Dalam pertemuan tersebut, Menteri Luar Negeri RI Sugiono sebagai Utusan Khusus Presiden RI, menyampaikan pesan Presiden terkait anti-penjajahan dan anti-penindasan. Menlu Sugiono menekankan komitmen Indonesia terhadap perdamaian global dan menyuarakan keprihatinan atas krisis yang sedang berlangsung di Palestina dan Lebanon, seraya menyerukan gencatan senjata serta penegakan hukum internasional.
Menlu Sugiono juga mengusulkan beberapa langkah konkret untuk memperkuat kerja sama antara BRICS dan negara-negara berkembang, atau Global South. Pertama, ia menggarisbawahi pentingnya hak pembangunan berkelanjutan bagi negara berkembang, serta menekankan agar negara maju memenuhi komitmen mereka.
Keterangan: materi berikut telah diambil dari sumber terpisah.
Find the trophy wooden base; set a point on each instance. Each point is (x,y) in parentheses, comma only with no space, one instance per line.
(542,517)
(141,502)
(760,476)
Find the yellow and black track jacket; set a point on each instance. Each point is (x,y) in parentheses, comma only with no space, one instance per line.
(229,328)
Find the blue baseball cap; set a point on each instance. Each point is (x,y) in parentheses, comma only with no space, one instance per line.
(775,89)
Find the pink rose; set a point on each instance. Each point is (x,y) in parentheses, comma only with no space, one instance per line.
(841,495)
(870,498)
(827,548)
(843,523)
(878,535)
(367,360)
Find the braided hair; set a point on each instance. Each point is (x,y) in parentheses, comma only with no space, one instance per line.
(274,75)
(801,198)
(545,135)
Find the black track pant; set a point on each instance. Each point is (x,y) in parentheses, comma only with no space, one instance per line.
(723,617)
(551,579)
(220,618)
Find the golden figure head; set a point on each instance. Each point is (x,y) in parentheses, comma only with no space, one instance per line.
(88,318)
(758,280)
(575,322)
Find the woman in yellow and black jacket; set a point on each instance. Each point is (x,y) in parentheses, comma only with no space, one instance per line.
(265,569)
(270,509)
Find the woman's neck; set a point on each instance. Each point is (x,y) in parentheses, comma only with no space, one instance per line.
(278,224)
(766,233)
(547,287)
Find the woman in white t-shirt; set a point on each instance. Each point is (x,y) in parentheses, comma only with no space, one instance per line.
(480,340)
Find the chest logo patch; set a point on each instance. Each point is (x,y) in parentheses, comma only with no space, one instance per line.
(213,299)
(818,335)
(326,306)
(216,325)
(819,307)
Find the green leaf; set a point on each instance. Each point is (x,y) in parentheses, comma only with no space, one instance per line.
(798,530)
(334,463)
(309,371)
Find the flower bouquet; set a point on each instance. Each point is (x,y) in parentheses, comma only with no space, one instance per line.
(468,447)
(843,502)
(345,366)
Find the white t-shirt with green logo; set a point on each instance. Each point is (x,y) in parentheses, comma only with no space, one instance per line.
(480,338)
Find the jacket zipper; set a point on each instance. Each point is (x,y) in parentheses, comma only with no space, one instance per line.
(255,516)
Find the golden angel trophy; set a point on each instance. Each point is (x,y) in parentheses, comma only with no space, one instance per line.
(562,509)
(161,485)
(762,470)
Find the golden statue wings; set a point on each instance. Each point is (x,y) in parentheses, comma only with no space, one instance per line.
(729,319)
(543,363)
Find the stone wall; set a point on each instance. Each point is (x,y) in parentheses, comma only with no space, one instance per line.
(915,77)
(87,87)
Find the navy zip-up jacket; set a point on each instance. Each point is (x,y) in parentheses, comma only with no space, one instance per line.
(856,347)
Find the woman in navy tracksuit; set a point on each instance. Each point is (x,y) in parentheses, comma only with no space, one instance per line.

Usulan kedua dari Menlu Indonesia adalah reformasi sistem multilateral agar lebih inklusif, representatif, dan relevan dengan kondisi saat ini. Menurutnya, institusi-institusi internasional harus diperkuat dan didukung sumber daya yang memadai untuk melaksanakan mandat mereka.
Menlu Sugiono juga mengajak BRICS untuk berperan sebagai kekuatan yang memperkuat persatuan dan solidaritas di antara negara-negara berkembang. Indonesia menilai bahwa BRICS dapat menjadi perekat untuk mempererat kerja sama dan memperjuangkan kepentingan bersama di antara negara-negara Global South.
"Bergabungnya Indonesia ke BRICS merupakan pengejawantahan politik luar negeri bebas aktif," ujar Sugiono. Ia menekankan bahwa keikutsertaan Indonesia tidak berarti mengikuti kubu tertentu, melainkan bertujuan untuk berpartisipasi aktif di semua forum guna membangun jembatan antar-negara maju dan berkembang.
Dalam rangka memperluas kolaborasi, bulan depan Presiden Indonesia dijadwalkan menghadiri KTT G20 di Brasil, sementara Menlu Sugiono akan menghadiri sesi G7 yang diperluas di Italia. Langkah ini menegaskan peran Indonesia sebagai "bridge builder," atau penghubung antara negara-negara maju dan berkembang, demi memperkuat diplomasi dan solidaritas global.